First-level administrative division of the Ottoman Empire

The Vilayet of Beirut (ولايت بيروت; ولاية بيروت) was a first-level administrative division (vilayet) of the Ottoman Empire. It was established from the coastal areas of the Syria Vilayet in 1888 as a recognition of the new-found importance of its then-booming capital, Beirut, which had experienced remarkable growth in the previous years — by 1907, Beirut handled 11 percent of the Ottoman Empire's international trade. This expansion has been linked to wider regional processes of mobility and infrastructural development that helped integrate Beirut more closely into eastern Mediterranean economic and administrative networks. It stretched from just north of Jaffa to the port city of Latakia.
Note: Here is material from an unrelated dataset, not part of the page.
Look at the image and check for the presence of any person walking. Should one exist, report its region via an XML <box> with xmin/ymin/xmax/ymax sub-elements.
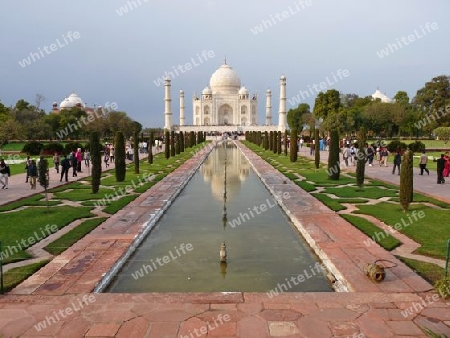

It was bounded by the Syria Vilayet to the east, the Aleppo Vilayet to the north, the autonomous Mutasarrifate of Jerusalem to the south and the Mediterranean Sea to the west.

At the beginning of the 20th century, it reportedly had an area of 11773 sqmi, while the preliminary results of the first Ottoman census of 1885 (published in 1908) gave the population as 533,500. It was the 4th most heavily populated region of the Ottoman Empire's 36 provinces.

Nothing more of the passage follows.